GLOBAL ENVIRONMENTAL LITERATURE
Fulbright University Vietnam, Fall 2023

This course introduces students to the methodology of ecocriticism, or the study of ecoliterature, but also to intersectionality, where race, class, gender, and place can affect one another and manifest in literature. It prompts students to ask: 1) how does literature reflect and represent the natural world and 2) how do those representations differ across cultures and geographies? What does that tell us about human relationships to the world around us, as well as how heterogenous those relationships can be? Materials cover what is known today as the global south as well as the colonial/capitalist relationships leading up to that recognition.
Select texts and films : The Hungry Tide (2004), A Small Place (1988), The Intimacies of Four Continents (2015), Poetics of Relation (1990)
FILM, FICTION & THE MAKING OF MODERN VIETNAMS
Fulbright University Vietnam, Fall 2022

The tumultuous modern history of Vietnam (marked by three major wars, political division, unification and subsequent creation of a massive diasporic community) has forced deep and sometimes soul-wrenching reassessments of Vietnamese identity. Throughout these upheavals, the production of short fiction, film, and tv have provided Vietnamese artists with a mirror of contemplation, a space for reckoning, and a canvas for the portrayal of alternative visions of Vietnamese life, society, and culture. This course will explore what those cultural productions divulge in creating distinct and at times contradicting narratives, and invite students to contemplate their own meaning-making processes in the construction of their own identities.
Sample materials: Dumb Luck (1936), White Métisse (1989), The Mountains Sing (2020), Land of Sorrows (1973), The music of Trịnh Công Sơn
TOWARD AN INTELLECTUAL HISTORY OF 20TH CENTURY VIETNAM
Columbia University, Spring 2022
Beginning with the establishment of a new education system in Vietnam, the Vietnamese became more active in learning, writing and discussing their culture and identity. Not only did this generate an important self-reflexivity that changed the architecture of intellectual activity in Vietnam, it also proved an important step toward achieving national independence.

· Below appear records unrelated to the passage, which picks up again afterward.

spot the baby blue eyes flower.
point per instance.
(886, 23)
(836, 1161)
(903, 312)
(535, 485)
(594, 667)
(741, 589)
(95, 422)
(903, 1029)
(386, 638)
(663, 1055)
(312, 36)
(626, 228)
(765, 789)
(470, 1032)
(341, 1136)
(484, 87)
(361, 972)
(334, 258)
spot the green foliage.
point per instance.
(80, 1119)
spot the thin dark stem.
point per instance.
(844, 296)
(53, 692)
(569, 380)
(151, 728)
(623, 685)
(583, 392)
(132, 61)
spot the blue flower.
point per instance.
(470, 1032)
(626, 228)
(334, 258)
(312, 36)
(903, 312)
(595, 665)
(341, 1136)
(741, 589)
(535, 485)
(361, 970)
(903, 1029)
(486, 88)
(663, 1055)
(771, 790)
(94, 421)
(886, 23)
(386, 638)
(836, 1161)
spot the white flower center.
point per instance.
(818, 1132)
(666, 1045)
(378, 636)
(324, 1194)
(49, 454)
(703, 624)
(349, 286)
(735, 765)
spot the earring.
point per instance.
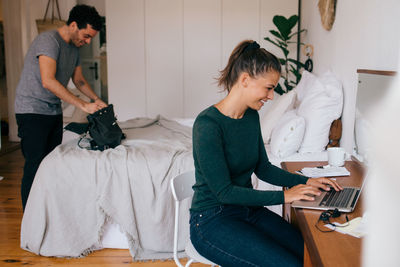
(308, 50)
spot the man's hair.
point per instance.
(84, 15)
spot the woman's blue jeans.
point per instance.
(231, 235)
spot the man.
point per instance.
(51, 61)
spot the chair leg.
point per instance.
(190, 261)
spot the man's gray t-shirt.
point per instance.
(31, 96)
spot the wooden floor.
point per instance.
(11, 166)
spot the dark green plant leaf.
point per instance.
(296, 62)
(278, 89)
(288, 86)
(271, 41)
(285, 25)
(276, 34)
(284, 50)
(295, 33)
(281, 43)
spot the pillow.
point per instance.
(319, 104)
(72, 113)
(275, 112)
(288, 134)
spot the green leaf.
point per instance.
(278, 89)
(288, 86)
(271, 41)
(285, 51)
(296, 62)
(276, 34)
(295, 33)
(285, 25)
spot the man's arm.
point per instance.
(80, 82)
(48, 67)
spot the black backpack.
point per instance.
(104, 129)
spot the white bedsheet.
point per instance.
(76, 191)
(114, 238)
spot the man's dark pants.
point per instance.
(39, 134)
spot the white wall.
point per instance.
(163, 56)
(365, 35)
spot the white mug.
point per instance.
(336, 156)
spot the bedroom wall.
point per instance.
(163, 56)
(364, 36)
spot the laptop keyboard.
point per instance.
(338, 199)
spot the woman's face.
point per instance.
(261, 89)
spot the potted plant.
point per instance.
(283, 37)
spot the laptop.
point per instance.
(344, 201)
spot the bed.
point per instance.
(120, 198)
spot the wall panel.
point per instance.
(125, 57)
(202, 54)
(164, 57)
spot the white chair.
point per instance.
(181, 187)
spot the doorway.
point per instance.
(3, 86)
(94, 63)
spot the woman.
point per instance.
(229, 224)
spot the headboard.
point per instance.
(372, 87)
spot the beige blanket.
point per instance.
(75, 191)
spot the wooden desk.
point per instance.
(332, 248)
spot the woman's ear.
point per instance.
(244, 79)
(73, 26)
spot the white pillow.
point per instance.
(275, 112)
(320, 104)
(288, 134)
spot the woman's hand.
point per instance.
(301, 192)
(323, 182)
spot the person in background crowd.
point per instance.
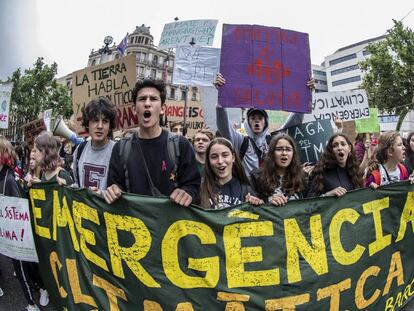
(46, 154)
(337, 171)
(225, 183)
(200, 142)
(148, 167)
(91, 158)
(281, 177)
(390, 155)
(9, 187)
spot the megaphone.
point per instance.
(61, 129)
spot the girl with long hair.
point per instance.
(337, 171)
(388, 165)
(225, 182)
(46, 154)
(281, 177)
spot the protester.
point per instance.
(281, 177)
(200, 142)
(46, 154)
(9, 187)
(91, 158)
(390, 155)
(224, 183)
(153, 161)
(337, 171)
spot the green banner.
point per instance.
(142, 253)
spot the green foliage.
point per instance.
(389, 78)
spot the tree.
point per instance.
(35, 91)
(389, 78)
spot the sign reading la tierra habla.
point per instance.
(265, 67)
(114, 80)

In other words, in determining what Vietnamese identity was or consisted of, the Vietnamese were also negotiating the terms of political legitimacy that would be the foundation of nation-building. Through such an intellectual history, we are able to explore not only abstract ideas but also elements of culture, society, and politics. We will move chronologically through this century to identify the roles that ideas, concepts, and intellectuals play in making social and political change. In addition to translated materials and emerging scholarship, this course will also feature guest interventions from various experts in the field.
Sample materials: Tonkin Free School, “A New Method to Study Civilization” (1907), Tô Hoài, “The First Love Letter,” Trường Chinh “Marxism and Vietnamese Culture” (1948), Châm Văn Biếm “The Robot Poet” (1956)

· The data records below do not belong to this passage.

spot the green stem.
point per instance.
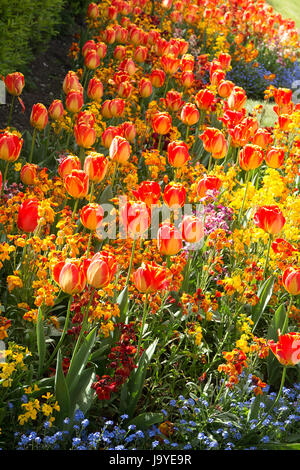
(32, 144)
(11, 109)
(63, 333)
(131, 261)
(4, 177)
(143, 324)
(268, 255)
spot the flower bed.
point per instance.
(149, 252)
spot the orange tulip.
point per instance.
(287, 349)
(70, 275)
(169, 240)
(95, 166)
(189, 114)
(28, 173)
(95, 89)
(150, 278)
(77, 184)
(91, 216)
(251, 157)
(39, 116)
(269, 218)
(291, 280)
(162, 123)
(10, 146)
(192, 229)
(178, 153)
(85, 135)
(68, 164)
(214, 142)
(145, 87)
(56, 110)
(174, 195)
(101, 269)
(275, 157)
(148, 192)
(119, 150)
(74, 101)
(14, 83)
(204, 99)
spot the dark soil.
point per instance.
(43, 83)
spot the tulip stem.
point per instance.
(84, 324)
(244, 198)
(74, 210)
(32, 144)
(63, 333)
(4, 177)
(268, 254)
(287, 316)
(131, 261)
(143, 324)
(11, 109)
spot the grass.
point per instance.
(288, 9)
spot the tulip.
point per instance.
(162, 123)
(70, 275)
(56, 110)
(174, 195)
(145, 88)
(101, 269)
(77, 184)
(192, 229)
(74, 101)
(28, 216)
(157, 78)
(150, 278)
(189, 114)
(291, 280)
(135, 218)
(68, 164)
(28, 174)
(95, 166)
(95, 89)
(287, 348)
(204, 99)
(91, 216)
(178, 153)
(148, 192)
(85, 135)
(14, 83)
(208, 183)
(119, 150)
(169, 241)
(251, 157)
(275, 157)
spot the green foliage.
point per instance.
(32, 23)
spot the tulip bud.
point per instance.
(162, 123)
(91, 216)
(28, 173)
(39, 116)
(77, 184)
(95, 166)
(69, 163)
(119, 149)
(10, 146)
(14, 83)
(28, 216)
(178, 153)
(56, 110)
(95, 89)
(174, 195)
(169, 240)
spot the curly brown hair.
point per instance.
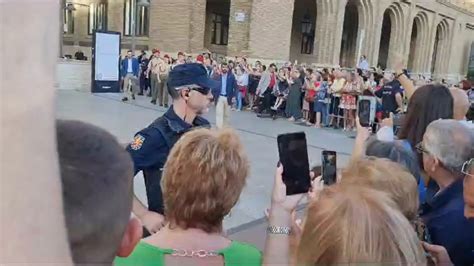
(203, 178)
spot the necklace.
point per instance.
(194, 253)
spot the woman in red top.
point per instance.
(349, 100)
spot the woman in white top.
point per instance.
(242, 78)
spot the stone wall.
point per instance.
(271, 30)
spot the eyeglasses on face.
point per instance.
(420, 149)
(202, 90)
(467, 166)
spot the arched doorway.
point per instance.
(385, 40)
(439, 50)
(417, 58)
(347, 57)
(216, 32)
(303, 31)
(413, 45)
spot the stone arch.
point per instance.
(303, 46)
(358, 18)
(419, 35)
(440, 51)
(391, 45)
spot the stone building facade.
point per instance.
(432, 37)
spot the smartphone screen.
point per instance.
(364, 113)
(329, 168)
(294, 157)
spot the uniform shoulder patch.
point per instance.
(137, 142)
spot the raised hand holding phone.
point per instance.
(329, 168)
(293, 153)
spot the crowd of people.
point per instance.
(406, 197)
(303, 94)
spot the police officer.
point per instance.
(190, 88)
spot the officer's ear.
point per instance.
(185, 94)
(132, 235)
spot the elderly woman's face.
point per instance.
(469, 193)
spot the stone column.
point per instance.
(270, 29)
(197, 26)
(170, 25)
(239, 31)
(330, 36)
(430, 43)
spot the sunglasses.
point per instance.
(202, 90)
(420, 149)
(467, 166)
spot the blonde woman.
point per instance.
(386, 176)
(202, 180)
(355, 224)
(344, 224)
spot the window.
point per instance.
(68, 21)
(307, 43)
(97, 17)
(143, 19)
(220, 29)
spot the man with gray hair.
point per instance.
(446, 146)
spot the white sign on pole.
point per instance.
(107, 57)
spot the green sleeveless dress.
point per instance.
(234, 255)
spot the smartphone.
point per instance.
(293, 152)
(329, 168)
(364, 113)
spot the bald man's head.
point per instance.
(461, 103)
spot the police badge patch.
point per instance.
(137, 142)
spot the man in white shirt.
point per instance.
(363, 63)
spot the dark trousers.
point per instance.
(268, 101)
(311, 113)
(144, 83)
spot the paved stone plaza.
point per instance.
(258, 135)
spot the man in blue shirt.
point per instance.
(190, 88)
(129, 70)
(226, 96)
(446, 146)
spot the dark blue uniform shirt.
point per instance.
(444, 218)
(150, 149)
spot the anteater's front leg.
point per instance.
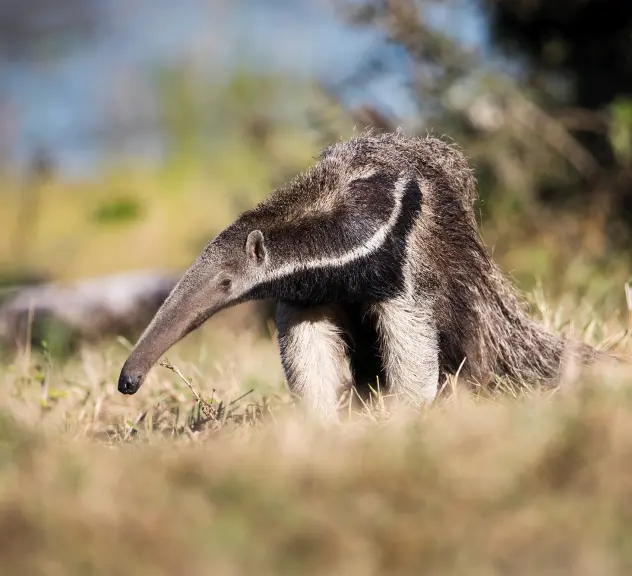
(409, 347)
(314, 354)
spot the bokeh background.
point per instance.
(132, 131)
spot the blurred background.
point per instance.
(132, 131)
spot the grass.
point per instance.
(212, 469)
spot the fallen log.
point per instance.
(60, 315)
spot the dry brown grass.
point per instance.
(91, 482)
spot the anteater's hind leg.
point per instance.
(313, 348)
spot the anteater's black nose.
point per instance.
(129, 384)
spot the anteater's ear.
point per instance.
(255, 247)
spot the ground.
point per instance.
(93, 482)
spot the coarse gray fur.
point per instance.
(374, 258)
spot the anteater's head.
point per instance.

THE POLITICS OF LANGUAGE IN THE FRANCOPHONE WORLD
Hamilton College, Spring 2021
Bringing in materials across different geographies of the francophone world, this course contemplates the role of language in construction identity, history, and memory. It touches upon major political and literary movements, including Négritude, Deconstructionism, and Feminist writing and considers the various forms of language – from discourse, to national idiom, to body language. Such course is a direct translation of my research into pedagogy
Select Texts : Pluie et vent sur Télumée Miracle (1995), Allah n’est pas obligé (2002), as well as films like Rue Cases-Nègres (1983).
INTERMEDIATE FRENCH THROUGH PERFORMANCE
Hamilton College, Springs 2020, 2021
This course uses various forms of performance art – music, theatre, film, literature, and radio – to deepen students’ knowledge of French and Francophone culture. Various media will demonstrate the role that such art plays in society, including social commentary as we see in Yasmina Reza, and philosophical reflection, as we see in Jean Paul Sartre. It is thus a gateway course but also, at the core, a language course. The objective is to apply the intensive revision of grammar students receive in the first installment of intermediate French and to improve oral and written expression. Learning a language is already a performance in many ways!

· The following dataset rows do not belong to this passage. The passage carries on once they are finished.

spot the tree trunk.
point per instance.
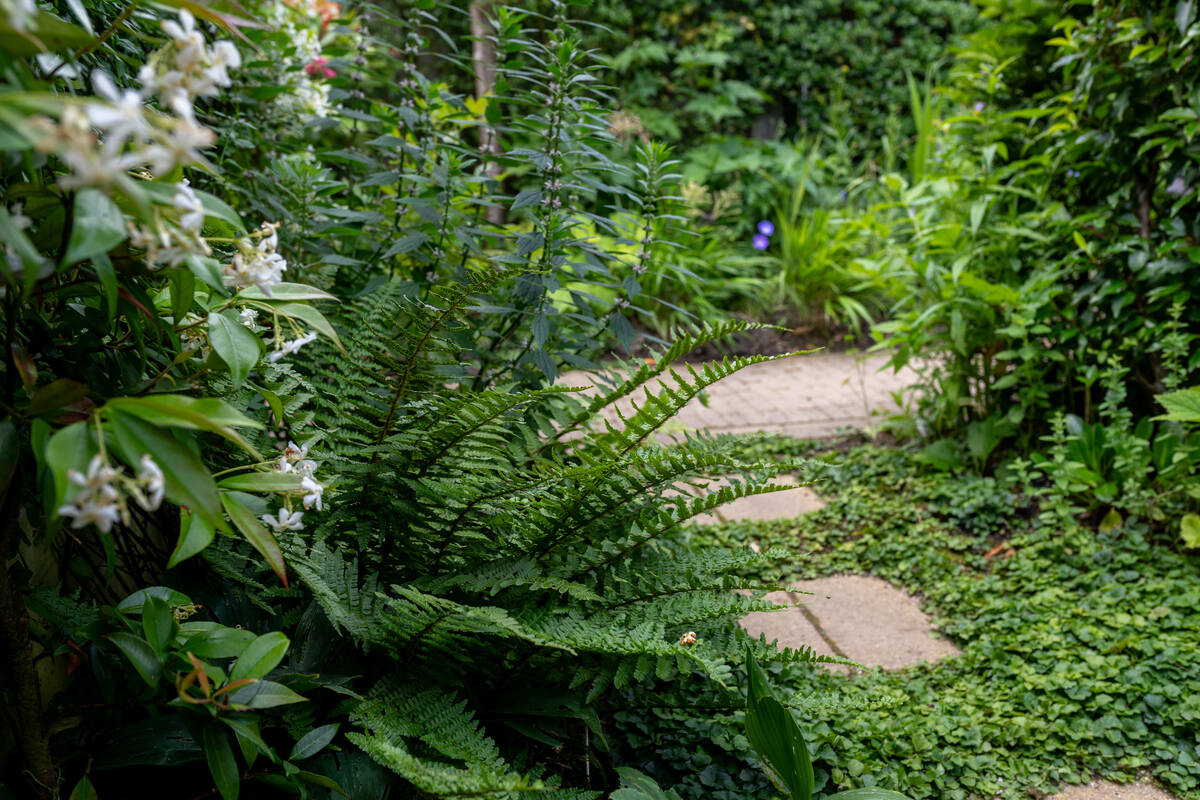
(484, 62)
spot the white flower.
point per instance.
(225, 56)
(190, 42)
(19, 13)
(153, 480)
(99, 479)
(123, 118)
(315, 491)
(96, 503)
(103, 513)
(17, 216)
(291, 347)
(191, 210)
(285, 521)
(183, 144)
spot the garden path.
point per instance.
(808, 396)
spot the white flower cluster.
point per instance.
(307, 98)
(172, 244)
(291, 347)
(100, 503)
(257, 264)
(295, 461)
(180, 72)
(19, 13)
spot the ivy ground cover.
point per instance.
(1079, 649)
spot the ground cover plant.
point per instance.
(1078, 648)
(239, 560)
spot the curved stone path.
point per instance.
(861, 618)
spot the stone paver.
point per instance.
(807, 396)
(862, 618)
(1107, 791)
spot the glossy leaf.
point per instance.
(195, 535)
(313, 741)
(222, 762)
(97, 227)
(187, 481)
(234, 343)
(256, 534)
(261, 656)
(141, 655)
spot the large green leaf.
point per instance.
(222, 763)
(313, 741)
(234, 343)
(193, 413)
(777, 738)
(195, 535)
(187, 482)
(264, 695)
(287, 292)
(256, 534)
(1182, 405)
(261, 656)
(97, 227)
(141, 655)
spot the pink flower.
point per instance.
(318, 68)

Select Texts : Huis Clos (1944), Le Dieu du carnage (2007), as well as legends and short stories from the francophone world.
RITES DE PASSAGE: L’EDUCATION & LA JEUNESSE
Written and Oral Argumentation through Contemporary Texts
Hamilton College Spring 2020

An intensive course focusing on oral and written argumentation, proper nuanced expression, improvement of syntax and vocabulary-building strategies through the exploration of contemporary literary and cultural texts. This course in particular is focused on the theme of “seuil” that is the in-between spaces of public and private, youth and adulthood, self and other.
Select texts and films : Les récrés du petit Nicolas (1961), La Place (1983), Kiffe Kiffe demain (2004), Bande de filles (2014), and Persépolis (2002, 2007).